(Number theory) Sum of three squares solution proof

[Xizel]

Homework Statement

Find all integer solutions to x² + y² + z² = 51. Use "without loss of generality."

Homework Equations

The Attempt at a Solution

My informal proof attempt:

Let x, y, z be some integers such that x, y, z = (0 or 1 or 2 or 3) mod 4
Then x², y², y² = (0 or 1) mod 4
So x² + y² + z² = [ (0 or 1) + (0 or 1) + (0 or 1) ] mod 4
Since 51 = 3 (mod 4) = x² + y² + z², then x, y, z = (1 or 3) mod 4

It is obvious that the solution is the permutations of $\pm1, \pm1, \pm7$.

It's my first proof course and I'm a little shaky. Is my logic correct? I feel like I took a leap from "Since 51..." to the solution, is there a more formal way to write that? I'm also not sure how to use wlog here. Thanks.

 

[fresh_42]

It is obvious that the solution is the permutations of $\pm1, \pm1, \pm7$.

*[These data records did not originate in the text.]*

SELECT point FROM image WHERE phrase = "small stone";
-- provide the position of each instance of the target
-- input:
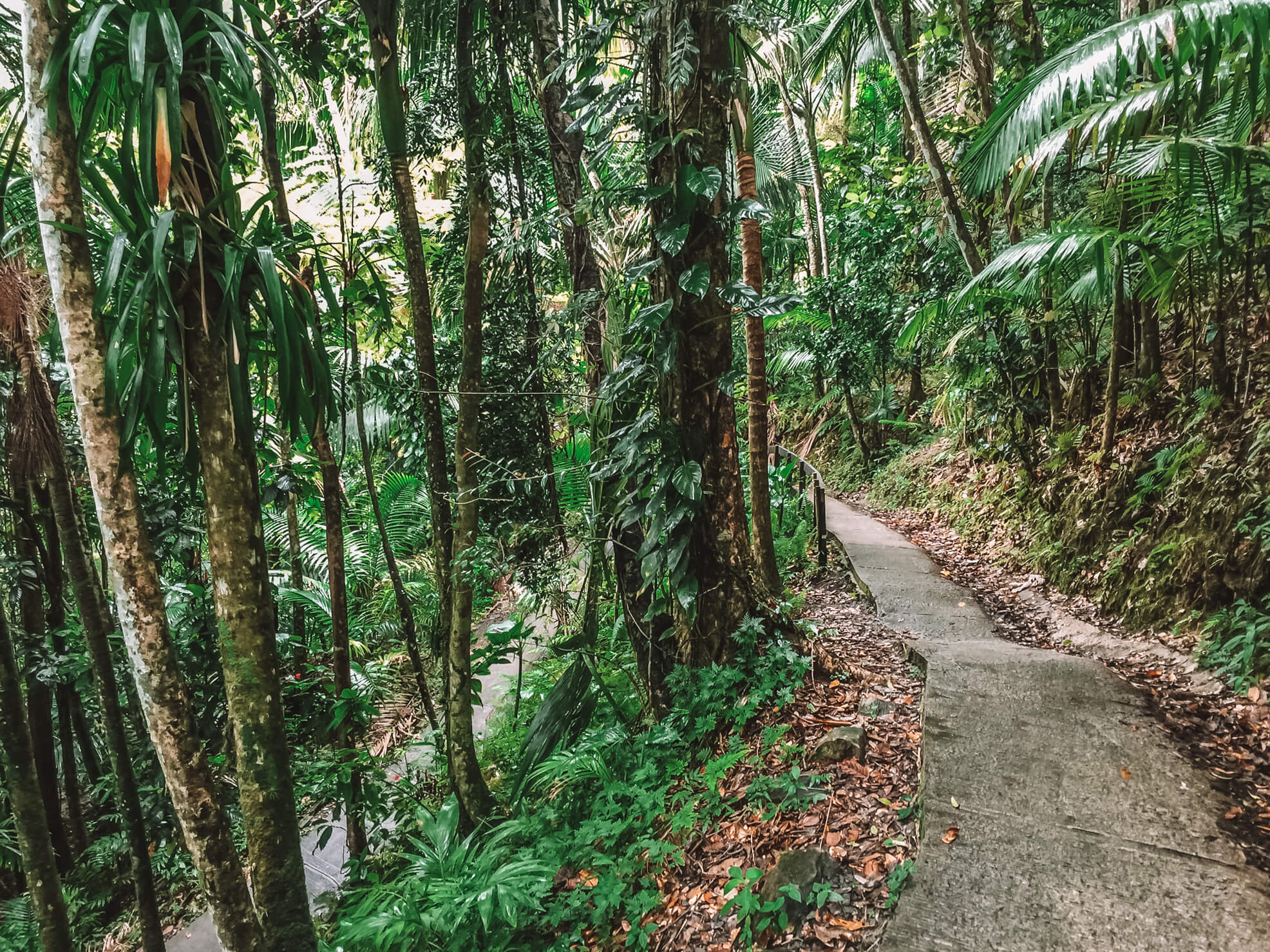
(842, 743)
(874, 706)
(802, 868)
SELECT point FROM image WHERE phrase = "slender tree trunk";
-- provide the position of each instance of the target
(69, 707)
(907, 36)
(1151, 360)
(31, 824)
(465, 776)
(908, 89)
(756, 371)
(703, 413)
(815, 263)
(299, 621)
(858, 428)
(244, 604)
(333, 510)
(980, 59)
(813, 151)
(408, 630)
(1112, 398)
(90, 757)
(95, 621)
(565, 145)
(55, 176)
(40, 695)
(248, 637)
(534, 312)
(272, 162)
(381, 23)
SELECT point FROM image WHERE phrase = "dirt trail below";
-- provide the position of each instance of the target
(1056, 816)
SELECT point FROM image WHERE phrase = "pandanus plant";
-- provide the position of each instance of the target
(189, 281)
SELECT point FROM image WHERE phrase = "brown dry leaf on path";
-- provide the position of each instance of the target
(1226, 734)
(865, 820)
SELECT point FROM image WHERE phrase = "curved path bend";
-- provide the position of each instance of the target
(1081, 826)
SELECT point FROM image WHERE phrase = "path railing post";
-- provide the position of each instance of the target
(804, 471)
(822, 535)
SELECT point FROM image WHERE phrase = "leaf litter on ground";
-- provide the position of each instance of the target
(866, 820)
(1226, 734)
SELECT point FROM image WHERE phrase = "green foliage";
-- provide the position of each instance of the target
(448, 891)
(1237, 642)
(786, 792)
(605, 812)
(755, 917)
(897, 880)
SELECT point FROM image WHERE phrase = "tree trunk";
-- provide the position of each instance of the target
(1112, 398)
(69, 707)
(701, 411)
(756, 373)
(299, 626)
(333, 510)
(465, 776)
(272, 163)
(381, 23)
(534, 312)
(40, 695)
(248, 639)
(813, 151)
(912, 99)
(39, 861)
(980, 59)
(565, 145)
(907, 36)
(1151, 360)
(244, 604)
(408, 630)
(858, 429)
(95, 621)
(55, 176)
(815, 265)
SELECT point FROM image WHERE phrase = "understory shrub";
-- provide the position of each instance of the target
(596, 821)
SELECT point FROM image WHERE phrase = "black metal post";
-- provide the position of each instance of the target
(822, 535)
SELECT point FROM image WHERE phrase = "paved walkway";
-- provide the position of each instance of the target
(1080, 824)
(324, 866)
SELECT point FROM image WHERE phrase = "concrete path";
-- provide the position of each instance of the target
(324, 864)
(1081, 826)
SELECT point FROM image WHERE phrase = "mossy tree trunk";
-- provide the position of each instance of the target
(756, 355)
(465, 774)
(138, 594)
(239, 566)
(381, 26)
(346, 739)
(704, 414)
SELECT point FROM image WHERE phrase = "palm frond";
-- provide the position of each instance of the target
(1100, 65)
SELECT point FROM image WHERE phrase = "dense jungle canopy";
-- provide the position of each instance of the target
(394, 394)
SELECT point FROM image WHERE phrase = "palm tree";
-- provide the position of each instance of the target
(925, 140)
(756, 351)
(465, 774)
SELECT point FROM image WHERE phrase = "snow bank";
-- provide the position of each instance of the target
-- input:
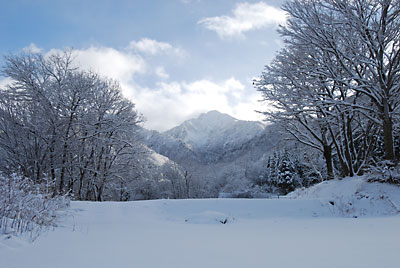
(301, 230)
(353, 197)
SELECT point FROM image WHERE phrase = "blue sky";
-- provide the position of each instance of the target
(173, 58)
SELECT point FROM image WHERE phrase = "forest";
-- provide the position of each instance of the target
(333, 90)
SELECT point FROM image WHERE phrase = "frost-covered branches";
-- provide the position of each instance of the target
(25, 208)
(64, 124)
(336, 83)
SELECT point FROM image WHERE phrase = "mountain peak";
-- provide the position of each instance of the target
(215, 129)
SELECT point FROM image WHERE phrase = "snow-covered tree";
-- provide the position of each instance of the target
(71, 126)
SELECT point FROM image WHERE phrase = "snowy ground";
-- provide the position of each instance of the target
(302, 230)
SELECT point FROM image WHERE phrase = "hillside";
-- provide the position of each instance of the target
(216, 149)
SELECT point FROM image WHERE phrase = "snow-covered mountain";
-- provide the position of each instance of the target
(216, 148)
(216, 131)
(210, 138)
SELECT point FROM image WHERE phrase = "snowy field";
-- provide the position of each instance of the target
(346, 223)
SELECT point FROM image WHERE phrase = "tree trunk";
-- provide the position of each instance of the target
(388, 133)
(329, 163)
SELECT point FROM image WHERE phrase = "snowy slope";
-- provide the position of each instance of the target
(353, 197)
(215, 131)
(301, 232)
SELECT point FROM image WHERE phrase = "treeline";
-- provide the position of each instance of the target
(68, 130)
(335, 86)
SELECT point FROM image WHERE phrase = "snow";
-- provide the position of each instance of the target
(214, 129)
(157, 159)
(300, 230)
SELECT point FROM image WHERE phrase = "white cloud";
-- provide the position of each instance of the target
(245, 17)
(32, 48)
(160, 72)
(165, 103)
(172, 103)
(153, 47)
(110, 62)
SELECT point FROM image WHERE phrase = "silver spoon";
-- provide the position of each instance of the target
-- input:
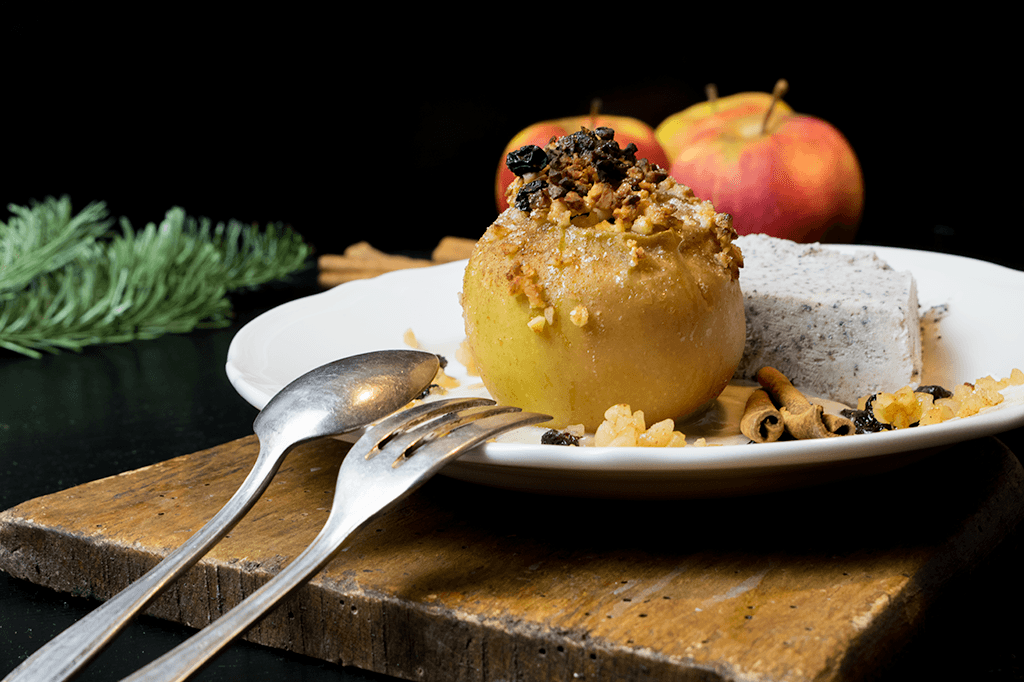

I have a additional solution.

 

[Xizel]

I have a additional solution.

If my logic is correct, then x, y, z can take on values of 1, 3, 5, 7. I gave it some thought and I'm not seeing it

 

[fresh_42]

$2\cdot 25 + 1$
The remark "use w.l.o.g." probably refers to the assumption $x \geq y \geq z \geq 0$ which you could make.